Questo articolo è uscito su “Vanity Fair”.
La cautela con cui ne trattano tv e giornali solitamente sguaiati nel frugare le vicende private altrui, non denota solo che qui c’è di mezzo la vita del padrone d’Italia. Avverto in più un disagio reale, imbarazzo perché dietro quel divorzio tardivo tra un settantenne e una cinquantenne c’è qualcosa che ci riguarda tutti da vicino. Compiacersi nella diffamazione del Capo ci reca dritti alla diffamazione di noi stessi, abituati come siamo a rispecchiarci nel modello femminile dominante che lui ha plasmato; e che gli imponeva, per restarne all’altezza, di ostentare un’esuberanza sessuale peraltro improbabile alla sua età.
“Scusate se sono venuto senza le veline”, si sentiva ancora in dovere di scherzare alla Coldiretti la settimana scorsa, prima che la moglie gli facesse telefonare dall’avvocato. E per farsi riconoscere più forte degli attacchi di una “Signora manipolata dalla sinistra”, aveva promesso agli elettori di presentarsi a ogni comizio in compagnia di tre belle ragazze. Non gliene mancheranno di disponibili, ma dubito che abbia convenienza a esibirle.

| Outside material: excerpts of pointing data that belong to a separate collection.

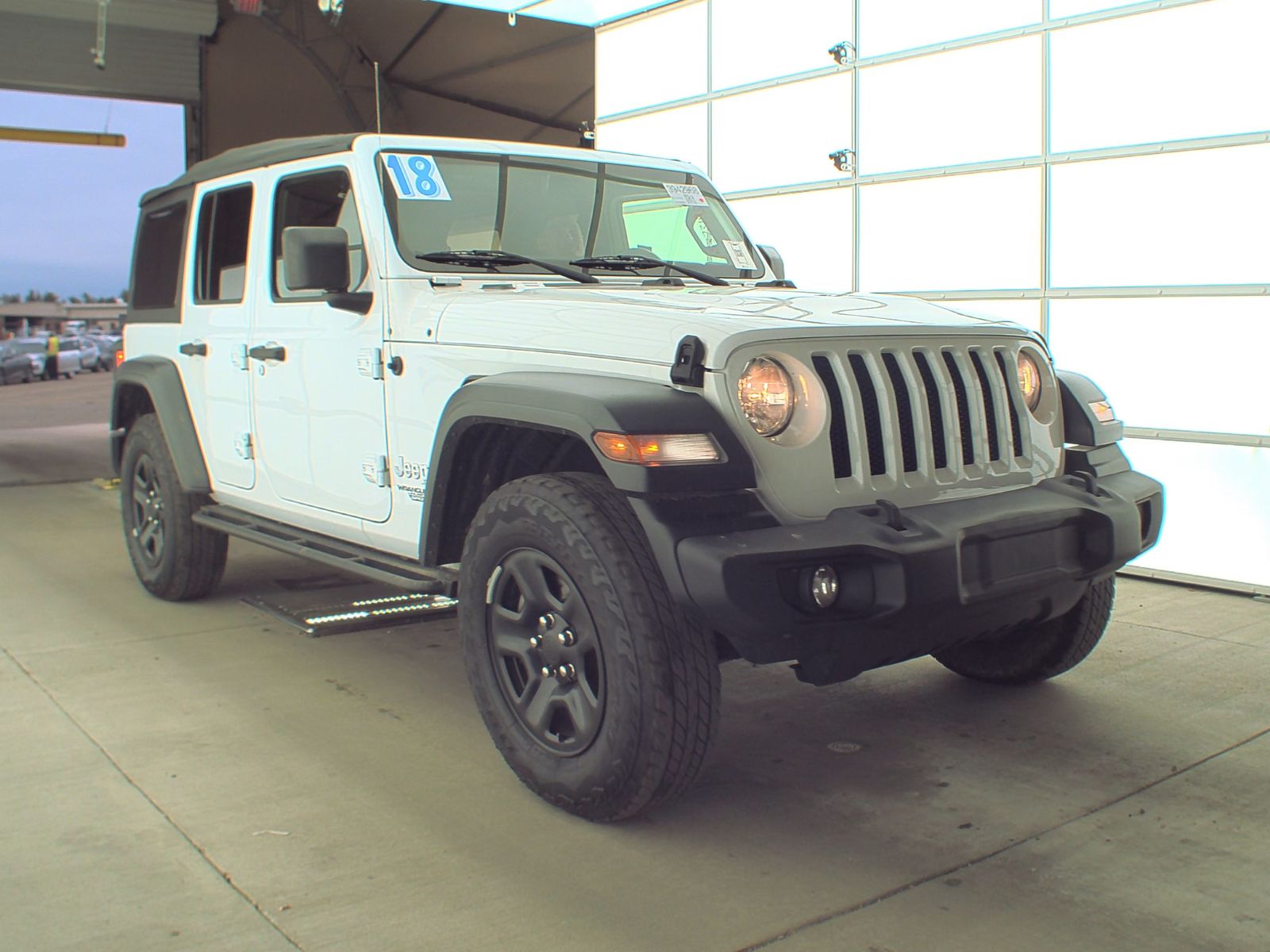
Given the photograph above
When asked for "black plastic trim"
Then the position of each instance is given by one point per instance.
(579, 405)
(160, 378)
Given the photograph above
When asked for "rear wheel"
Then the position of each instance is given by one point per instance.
(598, 692)
(173, 558)
(1037, 651)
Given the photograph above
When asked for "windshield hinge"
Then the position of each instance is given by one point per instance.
(689, 367)
(370, 362)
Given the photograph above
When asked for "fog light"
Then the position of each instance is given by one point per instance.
(823, 584)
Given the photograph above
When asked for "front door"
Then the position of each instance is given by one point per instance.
(317, 372)
(217, 321)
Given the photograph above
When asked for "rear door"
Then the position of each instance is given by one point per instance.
(216, 327)
(318, 374)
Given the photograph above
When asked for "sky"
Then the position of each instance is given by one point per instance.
(67, 213)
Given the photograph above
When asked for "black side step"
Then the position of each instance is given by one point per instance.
(359, 560)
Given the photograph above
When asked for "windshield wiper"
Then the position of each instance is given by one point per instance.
(634, 263)
(491, 259)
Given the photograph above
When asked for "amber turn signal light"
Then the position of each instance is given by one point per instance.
(658, 450)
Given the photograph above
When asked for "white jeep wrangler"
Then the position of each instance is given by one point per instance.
(567, 386)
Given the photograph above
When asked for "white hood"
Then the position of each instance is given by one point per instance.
(645, 324)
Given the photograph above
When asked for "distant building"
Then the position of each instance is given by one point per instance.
(27, 317)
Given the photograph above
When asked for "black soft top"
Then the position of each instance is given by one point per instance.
(277, 150)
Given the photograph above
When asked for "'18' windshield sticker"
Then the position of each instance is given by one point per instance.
(416, 177)
(740, 255)
(683, 194)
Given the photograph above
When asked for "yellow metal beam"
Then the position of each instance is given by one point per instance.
(63, 137)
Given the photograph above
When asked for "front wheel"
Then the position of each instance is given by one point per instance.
(1037, 651)
(175, 558)
(598, 692)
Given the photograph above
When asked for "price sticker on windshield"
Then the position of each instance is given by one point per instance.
(683, 194)
(416, 177)
(740, 255)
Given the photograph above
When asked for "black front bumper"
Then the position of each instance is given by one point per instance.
(911, 582)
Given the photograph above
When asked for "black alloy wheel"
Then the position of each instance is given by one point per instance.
(545, 651)
(149, 527)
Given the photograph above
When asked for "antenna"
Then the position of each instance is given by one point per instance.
(379, 127)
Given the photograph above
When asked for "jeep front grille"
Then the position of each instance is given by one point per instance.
(946, 414)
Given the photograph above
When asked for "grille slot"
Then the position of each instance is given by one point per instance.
(963, 408)
(873, 414)
(1016, 435)
(905, 410)
(990, 406)
(840, 444)
(935, 408)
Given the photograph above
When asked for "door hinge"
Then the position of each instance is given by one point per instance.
(370, 362)
(375, 470)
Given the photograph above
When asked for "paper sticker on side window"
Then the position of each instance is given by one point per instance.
(416, 177)
(740, 255)
(683, 194)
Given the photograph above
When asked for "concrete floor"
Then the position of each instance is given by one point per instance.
(203, 777)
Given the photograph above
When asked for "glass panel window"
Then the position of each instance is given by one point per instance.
(317, 200)
(224, 225)
(959, 107)
(952, 234)
(1119, 83)
(1060, 10)
(888, 25)
(156, 258)
(651, 60)
(781, 136)
(676, 133)
(1194, 539)
(1170, 363)
(795, 41)
(1178, 219)
(812, 230)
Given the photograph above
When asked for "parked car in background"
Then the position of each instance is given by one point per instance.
(107, 346)
(16, 366)
(90, 355)
(69, 357)
(33, 349)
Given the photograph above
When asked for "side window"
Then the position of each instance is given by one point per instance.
(156, 262)
(224, 224)
(321, 200)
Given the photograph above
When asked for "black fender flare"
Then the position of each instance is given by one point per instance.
(579, 405)
(160, 380)
(1080, 425)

Partecipano a frotte nella sua residenza romana a incontri conviviali che a un certo punto della notte si trasformano in “spettacolini” –è il racconto di una partecipante- prima della consegna finale di un gioiello omaggio cadauna. In fondo è la vecchia Italia delle case d’appuntamento solo un poco impanata nella modernità televisiva. Non a caso siamo il paese in cui gli scandali più ovvi si chiamano Vallettopoli, perché quello è l’unico modello femminile vincente proposto nella sua cultura di massa. Restando fanalino di coda europeo nel computo delle donne ammesse a far parte della classe dirigente, l’Italia tollera un’umiliazione pubblica delle sue professionalità femminili che altrove susciterebbe una rivolta.

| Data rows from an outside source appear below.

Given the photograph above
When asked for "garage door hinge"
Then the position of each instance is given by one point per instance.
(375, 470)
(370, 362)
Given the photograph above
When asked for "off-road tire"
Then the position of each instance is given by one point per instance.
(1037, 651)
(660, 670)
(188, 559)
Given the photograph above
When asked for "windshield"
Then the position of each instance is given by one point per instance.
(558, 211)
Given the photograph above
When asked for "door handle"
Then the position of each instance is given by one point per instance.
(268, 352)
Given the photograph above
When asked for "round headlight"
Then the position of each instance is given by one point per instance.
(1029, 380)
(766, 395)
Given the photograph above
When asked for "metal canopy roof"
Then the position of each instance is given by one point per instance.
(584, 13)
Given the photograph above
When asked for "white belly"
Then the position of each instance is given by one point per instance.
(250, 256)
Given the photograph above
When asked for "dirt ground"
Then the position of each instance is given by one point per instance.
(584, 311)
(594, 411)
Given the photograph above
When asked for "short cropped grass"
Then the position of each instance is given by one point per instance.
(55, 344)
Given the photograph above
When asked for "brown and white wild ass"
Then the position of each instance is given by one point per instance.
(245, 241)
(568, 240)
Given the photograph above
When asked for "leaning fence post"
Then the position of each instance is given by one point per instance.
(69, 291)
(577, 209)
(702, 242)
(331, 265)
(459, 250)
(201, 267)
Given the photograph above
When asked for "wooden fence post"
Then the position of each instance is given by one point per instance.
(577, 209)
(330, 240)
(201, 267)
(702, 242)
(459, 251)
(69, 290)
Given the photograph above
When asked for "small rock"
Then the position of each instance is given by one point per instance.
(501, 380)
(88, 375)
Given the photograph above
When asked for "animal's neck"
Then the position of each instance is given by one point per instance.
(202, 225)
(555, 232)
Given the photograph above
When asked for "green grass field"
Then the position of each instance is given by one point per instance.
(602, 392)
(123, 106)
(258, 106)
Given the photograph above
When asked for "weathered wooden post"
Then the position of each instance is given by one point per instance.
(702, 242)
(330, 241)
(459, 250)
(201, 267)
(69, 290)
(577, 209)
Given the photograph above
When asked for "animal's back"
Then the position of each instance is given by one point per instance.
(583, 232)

Così parlando di lui parliamo di noi stessi. Descritto come il leader politico più amato del mondo, in particolare dalle donne, non si sarà accorto di quanto ridicolo e pericoloso sia stato rinfocolare nei palasport e nelle discoteche la fama di “tombeur de femmes”, tanto più riferita a femmine che potrebbero essere sue nipoti? Possibile che dobbiamo accontentarci del limite di legge –maggiorenni e consenzienti- infranta com’è da tempo la linea del pudore?

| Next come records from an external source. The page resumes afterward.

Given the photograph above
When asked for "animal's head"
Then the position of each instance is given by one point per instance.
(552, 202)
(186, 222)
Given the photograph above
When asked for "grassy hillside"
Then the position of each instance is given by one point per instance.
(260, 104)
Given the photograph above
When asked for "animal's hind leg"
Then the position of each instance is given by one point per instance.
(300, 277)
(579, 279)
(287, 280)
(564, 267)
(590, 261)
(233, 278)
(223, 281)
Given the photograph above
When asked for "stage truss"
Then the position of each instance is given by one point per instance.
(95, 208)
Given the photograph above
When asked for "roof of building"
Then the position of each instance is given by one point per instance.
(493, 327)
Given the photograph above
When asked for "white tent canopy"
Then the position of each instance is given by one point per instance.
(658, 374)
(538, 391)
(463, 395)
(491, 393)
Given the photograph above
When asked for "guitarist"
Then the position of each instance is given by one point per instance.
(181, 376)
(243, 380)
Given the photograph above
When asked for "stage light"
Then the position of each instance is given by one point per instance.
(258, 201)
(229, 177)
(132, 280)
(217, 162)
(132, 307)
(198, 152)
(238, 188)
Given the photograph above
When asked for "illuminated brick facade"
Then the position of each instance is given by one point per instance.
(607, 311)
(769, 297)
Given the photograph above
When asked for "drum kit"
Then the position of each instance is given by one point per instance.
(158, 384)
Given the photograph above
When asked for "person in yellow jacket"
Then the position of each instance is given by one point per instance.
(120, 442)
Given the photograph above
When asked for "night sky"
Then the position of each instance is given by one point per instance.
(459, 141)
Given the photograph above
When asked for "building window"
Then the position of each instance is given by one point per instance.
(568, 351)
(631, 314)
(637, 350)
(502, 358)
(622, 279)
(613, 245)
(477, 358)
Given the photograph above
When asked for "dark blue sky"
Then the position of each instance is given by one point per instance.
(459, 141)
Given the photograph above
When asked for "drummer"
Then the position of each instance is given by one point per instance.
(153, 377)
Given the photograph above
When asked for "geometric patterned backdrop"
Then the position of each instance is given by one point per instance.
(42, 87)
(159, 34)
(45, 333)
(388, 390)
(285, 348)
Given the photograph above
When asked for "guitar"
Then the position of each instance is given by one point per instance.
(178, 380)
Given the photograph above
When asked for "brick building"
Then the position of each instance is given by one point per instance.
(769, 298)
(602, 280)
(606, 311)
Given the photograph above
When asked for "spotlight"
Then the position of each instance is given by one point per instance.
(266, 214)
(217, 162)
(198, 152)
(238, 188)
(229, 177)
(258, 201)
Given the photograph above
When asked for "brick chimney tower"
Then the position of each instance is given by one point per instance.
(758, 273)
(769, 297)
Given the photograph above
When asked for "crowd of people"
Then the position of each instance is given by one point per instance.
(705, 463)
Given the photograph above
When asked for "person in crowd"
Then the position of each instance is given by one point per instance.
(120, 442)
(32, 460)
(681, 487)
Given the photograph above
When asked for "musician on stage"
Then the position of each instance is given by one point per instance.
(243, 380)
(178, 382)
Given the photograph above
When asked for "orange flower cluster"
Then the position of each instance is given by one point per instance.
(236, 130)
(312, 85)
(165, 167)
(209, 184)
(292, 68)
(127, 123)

Oggi credo che lui, il sultano invincibile, stia provando dolore e perfino solitudine, nonostante i sondaggi che leniscono il malessere. Né l’innocenza né l’improntitudine ti proteggono da un giudizio etico pubblico. Ricordo come mi ferì, nove anni fa, la dichiarazione rilasciata dall’allora capo dell’opposizione dopo che il Tg1 aveva trasmesso –disattendendo mie precise indicazioni- un paio d’immagini sfocate di siti pedofili fornite alla Rai dagli inquirenti. Disse: “C’è da dubitare della moralità di chi dirige il servizio pubblico”. Non ho mai patito ingiustizia peggiore di quell’insinuazione. Né mai vorrei ricambiarla. Credo piuttosto che Berlusconi giunga a questo divorzio tra persone non più giovani per troppa brama di trasmetterci la sua personale, desueta idea di femminilità e di felicità. Vuole perderci nella sua stessa perdizione, ma intorno alla sua maschera attraente si cominciano a intuire troppe manifestazioni di dolore.